Select Committee Chairman Trey Gowdy released a statement today saying he never spoke to Podliska and therefore never instructed him to focus on Clinton. Gowdy said he was confident Podliska didn't get that instruction from other superiors either.

"Nor did he mention Secretary Clinton at any time during his counseling for deficient performance, when he was terminated, or via his first lawyer who withdrew from representing him," the statement reads. "In fact, throughout the pendency of an ongoing legal mediation, which is set to conclude October 13, this staffer has not mentioned Secretary Clinton. But as this process prepares to wrap, he has demanded money from the Committee, the Committee has refused to pay him, and he has now run to the press with his new salacious allegations about Secretary Clinton."

Four Americans, including the U.S. ambassador to Libya, were killed in the attack on the consulate in Benghazi, Libya, on Sept. 11, 2012.

The Benghazi Committee has come under great scrutiny in recent weeks. On Thursday, the presumptive future Speaker of the House, Rep.

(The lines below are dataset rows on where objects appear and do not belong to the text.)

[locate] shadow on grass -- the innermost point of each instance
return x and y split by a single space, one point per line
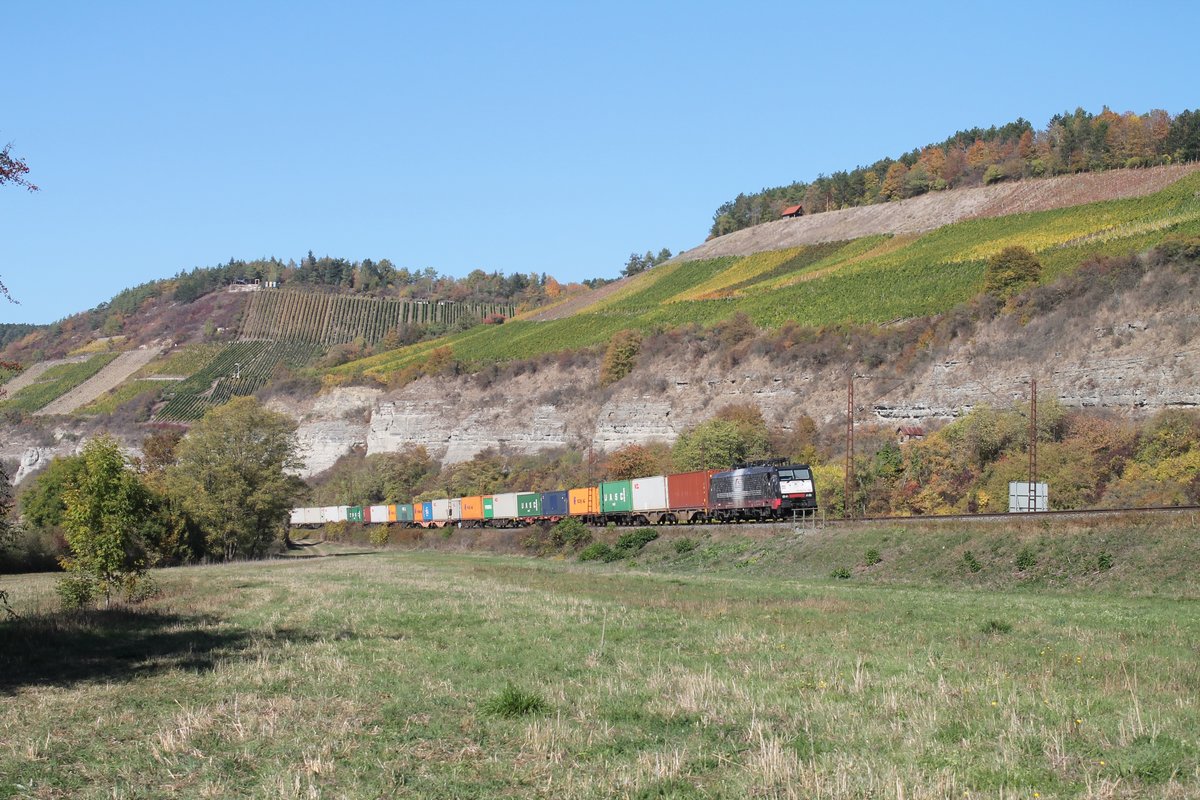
118 644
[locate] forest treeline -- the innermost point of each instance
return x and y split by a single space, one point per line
1071 143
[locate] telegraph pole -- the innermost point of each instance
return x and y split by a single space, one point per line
1033 444
850 445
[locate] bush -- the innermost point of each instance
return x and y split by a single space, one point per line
1026 559
570 533
513 702
77 590
597 552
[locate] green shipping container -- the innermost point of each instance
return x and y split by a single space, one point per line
528 505
616 495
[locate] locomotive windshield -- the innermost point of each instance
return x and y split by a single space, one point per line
795 474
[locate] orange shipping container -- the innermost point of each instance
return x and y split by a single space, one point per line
473 507
583 501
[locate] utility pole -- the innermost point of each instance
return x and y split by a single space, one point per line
850 445
1033 444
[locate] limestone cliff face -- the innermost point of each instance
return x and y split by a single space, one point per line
1131 356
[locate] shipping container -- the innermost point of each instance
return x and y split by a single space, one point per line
585 501
616 495
334 513
649 493
529 505
307 516
441 510
689 491
750 487
553 504
473 507
505 506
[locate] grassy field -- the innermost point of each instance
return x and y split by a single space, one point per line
438 674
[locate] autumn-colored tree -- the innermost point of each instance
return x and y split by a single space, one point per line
105 510
1011 270
634 461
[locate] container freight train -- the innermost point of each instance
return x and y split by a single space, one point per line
760 492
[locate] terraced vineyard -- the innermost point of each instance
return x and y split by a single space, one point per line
340 319
870 280
54 383
237 370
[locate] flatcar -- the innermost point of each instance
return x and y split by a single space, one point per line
751 492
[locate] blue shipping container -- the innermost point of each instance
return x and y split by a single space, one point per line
553 504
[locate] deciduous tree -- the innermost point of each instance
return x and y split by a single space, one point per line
105 509
232 475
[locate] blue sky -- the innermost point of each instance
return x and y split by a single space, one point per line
534 137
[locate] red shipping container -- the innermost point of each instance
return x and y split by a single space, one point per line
689 489
473 507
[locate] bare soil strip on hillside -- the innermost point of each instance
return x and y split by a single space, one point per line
577 304
31 373
937 209
107 379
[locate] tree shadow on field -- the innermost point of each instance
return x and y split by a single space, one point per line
118 644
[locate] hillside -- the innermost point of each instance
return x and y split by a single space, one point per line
779 328
934 210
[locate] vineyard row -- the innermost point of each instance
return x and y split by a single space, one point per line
340 319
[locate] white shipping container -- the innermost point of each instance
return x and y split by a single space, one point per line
334 513
651 493
504 506
306 517
1019 497
441 510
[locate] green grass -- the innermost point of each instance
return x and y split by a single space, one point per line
121 395
867 281
237 370
432 674
55 383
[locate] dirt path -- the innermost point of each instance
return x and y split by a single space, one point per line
575 305
33 373
107 379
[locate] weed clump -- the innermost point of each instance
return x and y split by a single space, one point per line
514 702
1026 559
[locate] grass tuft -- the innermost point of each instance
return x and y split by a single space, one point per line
515 702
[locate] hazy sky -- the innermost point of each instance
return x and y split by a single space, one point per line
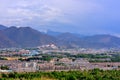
79 16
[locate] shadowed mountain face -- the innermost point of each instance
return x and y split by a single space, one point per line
28 37
6 42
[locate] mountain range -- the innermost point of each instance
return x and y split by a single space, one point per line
29 37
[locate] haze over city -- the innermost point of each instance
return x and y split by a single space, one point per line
76 16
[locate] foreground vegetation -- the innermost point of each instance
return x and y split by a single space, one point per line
95 74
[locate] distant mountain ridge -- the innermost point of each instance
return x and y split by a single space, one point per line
28 37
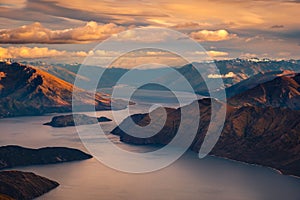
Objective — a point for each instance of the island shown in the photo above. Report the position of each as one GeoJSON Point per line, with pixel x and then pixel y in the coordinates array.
{"type": "Point", "coordinates": [80, 119]}
{"type": "Point", "coordinates": [13, 156]}
{"type": "Point", "coordinates": [23, 185]}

Kevin McCarthy, pulled out of the race for speaker in part because of flubbed remarks he made in a Fox News interview where he suggested Clinton's poll numbers were dropping as a direct result of the committee's efforts.

Meanwhile the Democratic side of the select committee is seizing on Podliska's interview with CNN, calling it an "insider's look at what the Republicans have been doing behind the scenes."

Late last month the Democrats pointed out the House Select Committee on Benghazi has become the longest running congressional investigation in American history, surpassing even the Watergate committee.